I share this to put into perspective something: I voted against the "personhood amendment" yesterday in Colorado's election. It goes too far. I marked "no" with sadness in my heart because I don't condone abortion generally. I certainly don't think public funds should be used for them except in extremely rare cases. I think that a fertilized egg is a form of human life. It's life, and it's human. I'm not sure what else we can call it without dispensing with our standard biology definitions.

But the hard truth that pro-life organizations and politicians must grapple with is that a woman's body is inseparable from a growing pre-born child for nearly six months. Respect for individual rights mandates that we permit a woman to do things to her body that might harm her baby without punishing her for it. There is no way to have a personhood amendment without then putting extreme athletes/coffee abusers/anorexics/homebirthers/obese women/etc. at risk of prosecution for murder.

European countries regulate abortion more than the USA does. We are actually rather extreme in the USA as to what abortions we permit. But the answer is not to swing back and declare a fertilized egg a legal person.

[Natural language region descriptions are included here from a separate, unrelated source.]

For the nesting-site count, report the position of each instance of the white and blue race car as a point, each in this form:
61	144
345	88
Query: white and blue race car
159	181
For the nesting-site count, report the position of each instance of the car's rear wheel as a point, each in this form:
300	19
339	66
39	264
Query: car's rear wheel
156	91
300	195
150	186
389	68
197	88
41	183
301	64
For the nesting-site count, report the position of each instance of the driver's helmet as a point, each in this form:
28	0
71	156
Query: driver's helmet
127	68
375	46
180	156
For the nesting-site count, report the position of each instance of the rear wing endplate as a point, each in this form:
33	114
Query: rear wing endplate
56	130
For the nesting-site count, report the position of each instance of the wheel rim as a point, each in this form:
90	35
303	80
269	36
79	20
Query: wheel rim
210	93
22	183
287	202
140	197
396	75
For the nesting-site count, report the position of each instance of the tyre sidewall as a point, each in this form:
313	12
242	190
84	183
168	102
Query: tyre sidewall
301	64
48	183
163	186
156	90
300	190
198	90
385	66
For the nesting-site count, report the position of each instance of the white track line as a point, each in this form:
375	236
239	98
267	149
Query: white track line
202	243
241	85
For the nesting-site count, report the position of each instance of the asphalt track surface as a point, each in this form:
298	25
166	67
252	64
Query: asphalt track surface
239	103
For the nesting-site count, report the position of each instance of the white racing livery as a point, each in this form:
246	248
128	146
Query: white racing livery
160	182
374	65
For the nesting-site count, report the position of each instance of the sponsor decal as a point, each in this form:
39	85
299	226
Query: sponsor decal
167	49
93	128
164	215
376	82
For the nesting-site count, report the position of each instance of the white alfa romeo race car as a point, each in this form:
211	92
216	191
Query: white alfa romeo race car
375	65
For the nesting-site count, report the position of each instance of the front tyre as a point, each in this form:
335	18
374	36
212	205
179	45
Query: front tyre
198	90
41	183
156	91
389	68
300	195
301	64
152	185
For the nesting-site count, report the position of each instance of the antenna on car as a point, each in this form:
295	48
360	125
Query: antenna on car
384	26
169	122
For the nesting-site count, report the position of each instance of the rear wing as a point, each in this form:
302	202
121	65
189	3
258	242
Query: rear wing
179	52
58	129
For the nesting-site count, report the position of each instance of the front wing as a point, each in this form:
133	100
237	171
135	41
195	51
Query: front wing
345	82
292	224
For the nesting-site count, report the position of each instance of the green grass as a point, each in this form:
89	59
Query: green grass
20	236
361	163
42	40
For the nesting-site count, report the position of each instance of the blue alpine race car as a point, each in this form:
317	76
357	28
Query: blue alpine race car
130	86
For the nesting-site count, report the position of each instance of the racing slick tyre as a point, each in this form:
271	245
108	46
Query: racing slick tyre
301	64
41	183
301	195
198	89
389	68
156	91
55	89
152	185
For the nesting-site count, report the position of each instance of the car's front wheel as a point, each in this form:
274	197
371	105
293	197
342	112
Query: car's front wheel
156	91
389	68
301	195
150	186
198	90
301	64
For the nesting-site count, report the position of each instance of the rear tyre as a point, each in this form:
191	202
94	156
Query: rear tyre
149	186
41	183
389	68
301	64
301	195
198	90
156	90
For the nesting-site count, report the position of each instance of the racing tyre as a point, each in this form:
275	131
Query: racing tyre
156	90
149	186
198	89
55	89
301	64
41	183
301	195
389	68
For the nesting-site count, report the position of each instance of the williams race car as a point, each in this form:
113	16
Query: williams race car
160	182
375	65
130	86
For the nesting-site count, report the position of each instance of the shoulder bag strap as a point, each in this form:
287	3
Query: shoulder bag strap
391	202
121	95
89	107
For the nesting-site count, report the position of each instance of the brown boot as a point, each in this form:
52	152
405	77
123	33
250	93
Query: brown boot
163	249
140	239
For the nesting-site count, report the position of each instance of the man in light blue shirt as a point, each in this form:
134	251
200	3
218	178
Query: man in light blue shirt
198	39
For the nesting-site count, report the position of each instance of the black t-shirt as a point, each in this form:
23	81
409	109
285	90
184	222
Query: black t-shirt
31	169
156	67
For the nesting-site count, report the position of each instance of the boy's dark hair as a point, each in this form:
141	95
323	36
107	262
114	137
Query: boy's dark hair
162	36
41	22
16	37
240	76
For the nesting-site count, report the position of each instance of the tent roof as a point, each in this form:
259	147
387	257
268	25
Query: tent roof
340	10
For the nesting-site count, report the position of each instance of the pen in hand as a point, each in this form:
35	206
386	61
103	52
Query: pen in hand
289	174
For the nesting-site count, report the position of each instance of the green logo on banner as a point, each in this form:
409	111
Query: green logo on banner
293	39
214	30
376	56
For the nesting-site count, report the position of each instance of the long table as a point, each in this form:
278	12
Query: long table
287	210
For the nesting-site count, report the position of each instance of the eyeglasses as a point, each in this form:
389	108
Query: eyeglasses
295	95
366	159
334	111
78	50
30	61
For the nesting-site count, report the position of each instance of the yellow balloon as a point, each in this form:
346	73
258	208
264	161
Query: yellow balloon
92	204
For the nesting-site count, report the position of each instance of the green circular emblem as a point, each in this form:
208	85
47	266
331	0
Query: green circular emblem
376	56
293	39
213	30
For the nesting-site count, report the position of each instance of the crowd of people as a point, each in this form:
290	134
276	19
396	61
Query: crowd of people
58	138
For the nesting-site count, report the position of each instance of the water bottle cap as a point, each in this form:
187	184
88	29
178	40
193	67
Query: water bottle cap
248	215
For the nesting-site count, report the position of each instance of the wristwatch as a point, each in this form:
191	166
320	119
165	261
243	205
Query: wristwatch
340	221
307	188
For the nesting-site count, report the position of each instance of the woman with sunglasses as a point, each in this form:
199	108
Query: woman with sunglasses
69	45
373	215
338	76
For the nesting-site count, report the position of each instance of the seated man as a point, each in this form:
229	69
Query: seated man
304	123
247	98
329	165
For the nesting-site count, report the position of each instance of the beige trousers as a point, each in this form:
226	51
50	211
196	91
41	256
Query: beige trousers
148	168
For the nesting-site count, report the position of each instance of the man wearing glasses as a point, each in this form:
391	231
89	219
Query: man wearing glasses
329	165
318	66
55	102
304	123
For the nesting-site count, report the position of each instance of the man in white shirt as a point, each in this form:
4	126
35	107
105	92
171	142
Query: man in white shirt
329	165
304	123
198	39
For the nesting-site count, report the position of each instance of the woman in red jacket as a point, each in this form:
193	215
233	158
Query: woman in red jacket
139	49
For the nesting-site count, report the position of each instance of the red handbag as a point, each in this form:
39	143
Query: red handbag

To think aloud a bit, perhaps abortion should be treated legally in a fashion similar to suicide. No one could physically help a woman terminate the life in her, but they could still sell a mother the chemicals she wants to ingest to end her hosting of a forming life and monitor her afterward for complications. We permit gun sales all the time, despite the proven link between gun ownership and suicide. Individual rights are important. Why not allow over-the-counter sales of abortifacients and birth control? Let the individual woman decide what she wants to do to her body, including her uterus. Science has come far enough that most desired abortions could be done via medicine due to how early morning sickness tells most women of their pregnant state. If an abortion requires physical dismemberment or poisoning of the fetus, then perhaps we should accept that the baby is far enough developed that the mother's individual rights no longer outweigh its rights.

Monday, November 3, 2014

Sensitive

For memorization these past two weeks, I planned to have dd10 and dd7 learn the first stanza of "Der Erlkönig."

German:
Wer reitet so spät durch Nacht und Wind?
Es ist der Vater mit seinem Kind;
Er hat den Knaben wohl in dem Arm,
Er faßt ihn sicher, er hält ihn warm.

English translation:
Who rides, so late, through night and wind?
It is the father with his child.
He has the boy well in his arm
He holds him safely, he keeps him warm.

It is a well-known German poem by Goethe that tells of a boy dying after being attacked by an elf king, while his father rides like mad trying to get the boy home safe. It was set to music by Schubert, which made it even more well-known. Here's a great shadow puppet version of the song:


They started memorizing it with no complaints. Pleased to have found such a lovely, artistic rendition of the song, I then showed this video to my girls. Once dd7 saw it, she no longer wanted to memorize the poem. It was too sad for her.

She's memorizing "Bruder Jakob" ("Are you sleeping?") instead.